I can’t talk to my teenage brother without flinching. He bet with his friends that he’s going to stretch the hole in his ear until he can carry a pack of cigarettes in it. I got used to his little earring, but a giant bison horn stuck in his ear just makes me nauseous.
My Grandma thinks that eating (or talking about eating) should be the primary occupation in one’s life. Even though she is skin and bones herself, she suspects anorexia in everyone around her. You want to know our little Christmas tradition? It’s her trying to force a fried carp down my brother’s throat. She still doesn’t get that shaking a plate with the mentioned fish under his nose year after year is not going to cut it.
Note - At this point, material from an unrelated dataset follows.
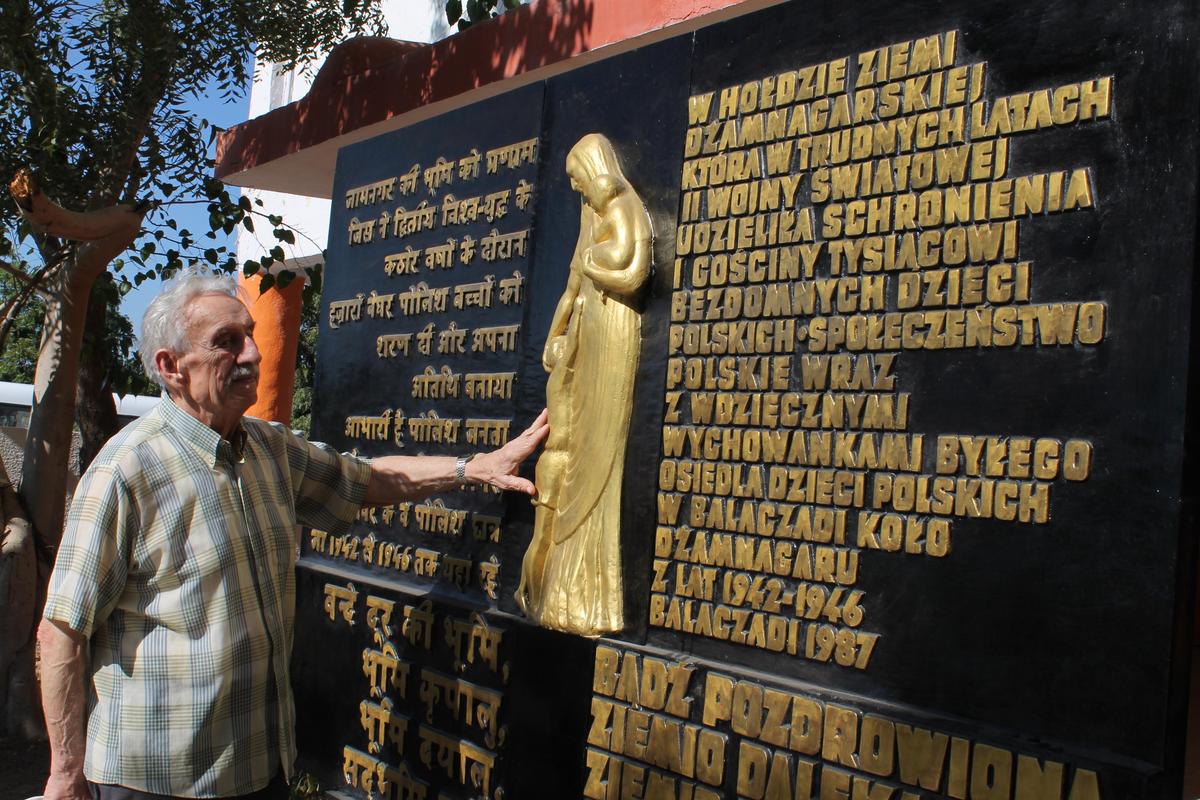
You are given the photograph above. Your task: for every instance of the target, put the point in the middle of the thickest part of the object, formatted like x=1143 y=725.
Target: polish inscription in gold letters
x=787 y=449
On top of all that, I made my little brother hate Santa. I didn’t buy him a toy because my dad ensured me that he has everything a four year old can possibly want. Instead, I brought him some candy and a Santa-shaped chocolate that I used to love so much at his age. Who wouldn’t want to bite off a head of a saint and be spared the consequences? My little brother, having noticed a new gift under a Christmas tree, dropped a plastic truck on the floor causing all four wheels to fall off, stepped on a snowman singing “Jingle Bells” (insensitively interrupting the chorus) and seized the package. After throwing the chocolate Santa out of the bag and decapitating him prematurely, he grumbled: “Where’s the toy?!” Since my explanation that Santa has a toy limit per child, I think he has started designing the Invade the North Pole plan.